Ici, que les lexicologues insistent sur l'aspect linguistique (la langue de bois est une caractéristique de la langue) ou politique de la langue de bois (elle se veut organe de censure ou de lieux communs), ces définitions ne sont jamais contradictoires puisqu'elles confèrent à la langue de bois, toute la force d'un phénomène sociolinguistique, et la présentent comme une prémisse mais aussi comme un synonyme du politiquement correct.

3) Le Petit Robert ou la pertinence des définitions

A- Le politiquement correct, un mouvement linguistique enfin reconnu

L'expression « politiquement correct » n'apparaît pas d'emblée dans Le Petit Robert. Et si son homologue Le Petit Larousse, déjà existant, laissait poindre en 1930 ce qui constituerait un demi-siècle plus tard une véritable idéologie linguistique, il faut attendre la mise en place affirmée du Robert pour que se révèlent ses véritables qualités lexicographiques.

Puisque à chaque aboutissement il y a un début, les définitions des termes « politiquement » et « correct » constituent déjà une approche intéressante de la future expression, et préparent son arrivée.

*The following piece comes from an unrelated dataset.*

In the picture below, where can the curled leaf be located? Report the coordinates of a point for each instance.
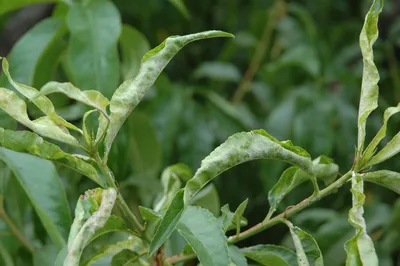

Ainsi, l'adjectif « correct » : « conforme aux règles fixées, aux usages, aux bonnes moeurs, à la morale », plus riche que la définition proposée par Hachette, laisse pressentir aux lecteurs avec la mention de « moeurs » et de « morale » l'idéologie sous-jacente.

De même, l'adverbe « politiquement », « D'un point de vue politique `Des milliers d'hommes commençaient à penser politiquement' (Nizan). Littér. Avec habileté », illustre avec le choix de la citation de F.Nizan, l'émergence d'un réel phénomène linguistique.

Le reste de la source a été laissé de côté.